Hi @nvictus , @gibcus

Thanks for your ideas! Yeah, it's possible fill-in is inefficient, but I am not sure how to test this...

Trans-fraction is very high. Crosslinking is not the problem because this has happened with cells crosslinked by different people and even in different labs.

May 20 '18 20:05 Phlya

@gfudenberg you have a good eye! The small peak at 3kb is real and present in a few other new bad data, but never in the old good ones. Here is an extremely bad dataset where it's really obvious:

And by looking at a few of them the height of the peak clearly correlates with how flat the scaling is on the right end! WTF is this?!

May 21 '18 13:05 Phlya

wow, this looks so weird!! Btw, what are the mapping stats, i.e. fraction of duplicates, unmapped and multimappers? Does it differ much from the "good" libraries?

On 21 May 2018 at 09:53, Ilya Flyamer [email protected] wrote:

@gfudenberg https://github.com/gfudenberg you have a good eye! The small peak at 3kb is real and present in a few other new bad data, but never in the old good ones. Here is an extremely bad dataset where it's really obvious: [image: image] https://user-images.githubusercontent.com/2895034/40310980-6c4f5c04-5d06-11e8-9724-8ef35e88ee4b.png

And by looking at a few of them the height of the peak clearly correlates with how flat the scaling is on the right end! WTF is this?!

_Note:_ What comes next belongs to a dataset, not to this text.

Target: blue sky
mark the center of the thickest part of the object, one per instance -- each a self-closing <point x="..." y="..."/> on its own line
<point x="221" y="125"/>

— You are receiving this because you are subscribed to this thread. Reply to this email directly, view it on GitHub https://github.com/mirnylab/pairsamtools/issues/68#issuecomment-390660044, or mute the thread https://github.com/notifications/unsubscribe-auth/AA3uCgeCgVltpuhg_l8iNHj43zaEdJD0ks5t0sbIgaJpZM4UFGjp .

May 21 '18 14:05 golobor

Yeah, there are differences - values as a fraction of total reads for this extremely bad one.

May 21 '18 14:05 Phlya

huh! that's very concerning, actually! This suggests that the issue might be downstream of ligation, in sequencing. Did you check fastqc of the "bad" samples? Specifically, I'd check if you still have adapters

On 21 May 2018 at 10:32, Ilya Flyamer [email protected] wrote:

Yeah, there are differences - values as a fraction of total reads.

[image: image] https://user-images.githubusercontent.com/2895034/40312765-b8848716-5d0b-11e8-84f3-a5c40b26709c.png [image: image] https://user-images.githubusercontent.com/2895034/40312930-2365c96e-5d0c-11e8-9aea-8d093d18b6ca.png

— You are receiving this because you commented. Reply to this email directly, view it on GitHub https://github.com/mirnylab/pairsamtools/issues/68#issuecomment-390671911, or mute the thread https://github.com/notifications/unsubscribe-auth/AA3uChhip7a_N__ipzbNMVXvopqYsjPHks5t0tARgaJpZM4UFGjp .

May 21 '18 14:05 golobor

No, I haven't checked, actually... Why do you think it might be adaptors? distiller can do that for me, right, if I specify do_fastqc: True?

May 21 '18 14:05 Phlya

it's just a guess, thinking of what could bump multimappers and nulls... yes, do_fastqc does fastqc :)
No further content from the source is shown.